The function is called by executing the Branch and Link instruction:


bl MyFunction lr = pc + 4; MyFunction();


Note how this instruction sets lr to be the address to return to when the function is done.


For C++ method calls, you'll see the bx instruction instead of bl. Bx jumps to the address in a register. For example, if r0 is your C++ "this" pointer:


ldr r2, [r0] r2 = &vtable

ldr r3, [r2, #0xC] r3 = vtable[3] // == fourth method

mov lr, pc Manually set up lr since we're not using bl

bx r3 Jump to r3, i.e., call the fourth method


Step 3 – Preserve registers:


The first instruction in a function usually looks something like this:


stmdb sp!, {r4 - r6, lr} push(lr); push(r6);

push(r5); push(r4);


This is the "Store Multiple Decrement Before" instruction, which is my favorite CPU instruction of all time. It pushes an entire specified set of registers onto the stack in one instruction. This serves two purposes. First, it preserves the values of r4 through r11, and r13 (remember it is the responsibility of the called function to preserve these). Second, it safely stores away the return address, lr.

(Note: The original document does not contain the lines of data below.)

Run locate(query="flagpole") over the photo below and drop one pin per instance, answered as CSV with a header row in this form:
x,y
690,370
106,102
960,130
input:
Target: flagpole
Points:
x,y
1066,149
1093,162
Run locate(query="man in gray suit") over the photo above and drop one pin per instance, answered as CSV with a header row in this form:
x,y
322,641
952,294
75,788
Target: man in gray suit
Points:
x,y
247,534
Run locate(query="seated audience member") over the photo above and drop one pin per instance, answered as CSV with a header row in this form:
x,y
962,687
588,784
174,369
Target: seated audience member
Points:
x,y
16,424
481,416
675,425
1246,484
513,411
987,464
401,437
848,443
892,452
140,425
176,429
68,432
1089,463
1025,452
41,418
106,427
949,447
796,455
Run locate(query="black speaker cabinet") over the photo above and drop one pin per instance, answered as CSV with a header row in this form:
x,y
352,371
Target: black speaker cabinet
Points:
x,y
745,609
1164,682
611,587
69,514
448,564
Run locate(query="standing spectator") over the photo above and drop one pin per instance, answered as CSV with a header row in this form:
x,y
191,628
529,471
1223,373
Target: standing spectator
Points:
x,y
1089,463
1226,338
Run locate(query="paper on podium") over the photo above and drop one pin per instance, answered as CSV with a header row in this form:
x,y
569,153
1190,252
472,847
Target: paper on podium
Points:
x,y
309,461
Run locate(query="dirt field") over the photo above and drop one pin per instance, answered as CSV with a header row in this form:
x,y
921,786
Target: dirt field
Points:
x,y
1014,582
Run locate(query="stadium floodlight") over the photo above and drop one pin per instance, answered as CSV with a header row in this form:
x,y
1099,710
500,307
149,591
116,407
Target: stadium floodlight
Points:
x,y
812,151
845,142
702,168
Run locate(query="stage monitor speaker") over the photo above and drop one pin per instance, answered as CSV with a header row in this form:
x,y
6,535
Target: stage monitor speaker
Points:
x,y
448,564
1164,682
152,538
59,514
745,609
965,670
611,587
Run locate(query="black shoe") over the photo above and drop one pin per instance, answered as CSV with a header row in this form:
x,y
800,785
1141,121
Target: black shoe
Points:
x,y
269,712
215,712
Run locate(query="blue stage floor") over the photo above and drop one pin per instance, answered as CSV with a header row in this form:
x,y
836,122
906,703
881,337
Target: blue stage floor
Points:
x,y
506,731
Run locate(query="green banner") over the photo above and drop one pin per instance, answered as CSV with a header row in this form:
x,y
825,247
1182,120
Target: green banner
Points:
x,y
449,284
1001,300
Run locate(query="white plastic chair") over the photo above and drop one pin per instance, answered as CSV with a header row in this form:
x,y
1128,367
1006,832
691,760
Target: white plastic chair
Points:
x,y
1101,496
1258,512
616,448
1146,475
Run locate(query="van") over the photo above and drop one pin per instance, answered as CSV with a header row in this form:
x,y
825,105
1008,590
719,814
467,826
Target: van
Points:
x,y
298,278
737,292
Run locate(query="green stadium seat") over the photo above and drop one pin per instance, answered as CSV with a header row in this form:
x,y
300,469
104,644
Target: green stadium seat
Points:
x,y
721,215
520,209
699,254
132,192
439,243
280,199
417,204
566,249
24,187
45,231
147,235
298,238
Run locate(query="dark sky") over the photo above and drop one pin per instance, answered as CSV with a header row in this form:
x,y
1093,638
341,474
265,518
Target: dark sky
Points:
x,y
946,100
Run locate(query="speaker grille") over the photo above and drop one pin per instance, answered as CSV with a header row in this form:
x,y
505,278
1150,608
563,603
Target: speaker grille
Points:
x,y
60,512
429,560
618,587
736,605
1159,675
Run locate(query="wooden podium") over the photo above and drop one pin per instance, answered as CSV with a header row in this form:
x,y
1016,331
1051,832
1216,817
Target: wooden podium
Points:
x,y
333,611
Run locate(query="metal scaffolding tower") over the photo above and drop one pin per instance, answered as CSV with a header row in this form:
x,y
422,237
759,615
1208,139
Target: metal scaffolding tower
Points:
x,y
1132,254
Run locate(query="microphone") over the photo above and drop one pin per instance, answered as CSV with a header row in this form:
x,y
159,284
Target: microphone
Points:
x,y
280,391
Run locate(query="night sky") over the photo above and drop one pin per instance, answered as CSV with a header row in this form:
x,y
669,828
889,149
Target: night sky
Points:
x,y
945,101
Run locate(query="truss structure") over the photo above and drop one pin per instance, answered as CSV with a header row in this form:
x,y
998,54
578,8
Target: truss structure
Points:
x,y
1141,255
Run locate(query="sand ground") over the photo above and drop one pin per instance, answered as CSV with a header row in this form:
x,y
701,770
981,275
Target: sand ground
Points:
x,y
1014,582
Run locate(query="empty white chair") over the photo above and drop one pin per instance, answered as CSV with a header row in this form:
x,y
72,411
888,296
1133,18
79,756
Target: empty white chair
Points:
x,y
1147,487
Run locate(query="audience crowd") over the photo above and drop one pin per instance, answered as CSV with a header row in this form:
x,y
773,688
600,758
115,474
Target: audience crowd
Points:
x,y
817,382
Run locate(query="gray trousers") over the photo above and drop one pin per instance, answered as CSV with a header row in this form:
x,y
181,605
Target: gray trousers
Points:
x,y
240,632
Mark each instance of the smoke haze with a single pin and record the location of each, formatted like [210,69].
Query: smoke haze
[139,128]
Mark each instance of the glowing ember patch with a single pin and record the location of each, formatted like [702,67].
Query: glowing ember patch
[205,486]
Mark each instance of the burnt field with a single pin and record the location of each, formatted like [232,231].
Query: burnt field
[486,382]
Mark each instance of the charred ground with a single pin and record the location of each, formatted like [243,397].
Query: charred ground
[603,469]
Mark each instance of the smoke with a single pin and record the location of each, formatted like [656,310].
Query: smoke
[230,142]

Note that the order in which it pushes the registers may be the opposite of what you expect. The nice thing about this, though, is that if you are looking at a memory dump of the stack, the registers will be in the same order in memory as they are listed in the code.


Step 4 - Locals:


Next, the callee decrements the stack pointer in order to reserve space on the stack for its local variables:


sub sp, sp, #0xC sp -= 12;


Note that the size it reserves may not be what you expect from looking at the local variables in the C code. This is because the optimizing compiler may not need to store a local on the stack at all; it may be able to get away with using registers.


Step 5 – Body


Next, the body of the function is executed. Somewhere along the way, (the optimizing compiler is free to decide where) the compiler sets r0 to the return value of the function.


Step 6 – Return


If space was allocated on the stack for locals, it is released:

add sp, sp, #0xC


Then the registers that we saved away at the beginning of the function are restored using the "Load Multiple Increment After" instruction:


ldmia sp!, {r4 – r6, lr} pop(r4); pop(r5); pop(r6); pop(lr);


And finally we jump to the return address:


bx lr



Note, if you are debugging an app compiled for a version of Windows Mobile prior to v5.0, a different code sequence will be used:


ldmia sp!, {r4 – r6, pc} pop(r4); pop(r5); pop(r6); pop(pc);


Note that this is the same list of registers as used in the stmdb instruction at the beginning of the function, except that now lr has been replaced by pc. So the value of lr when the function was entered, i.e., the return address, is now loaded into pc, the program counter. This has the effect of jumping to the return address. In other words, returning from the function.




The Frame Pointer


The Frame Pointer is not a register; it's just a concept. The Frame Pointer is the value of the stack pointer while the body of a function is executing. In other words, it's a pointer to a stack frame. What's in a stack frame? Well, from steps 3 and 4 above, a stack frame contains local variables, followed by the registers that the function needed to preserve.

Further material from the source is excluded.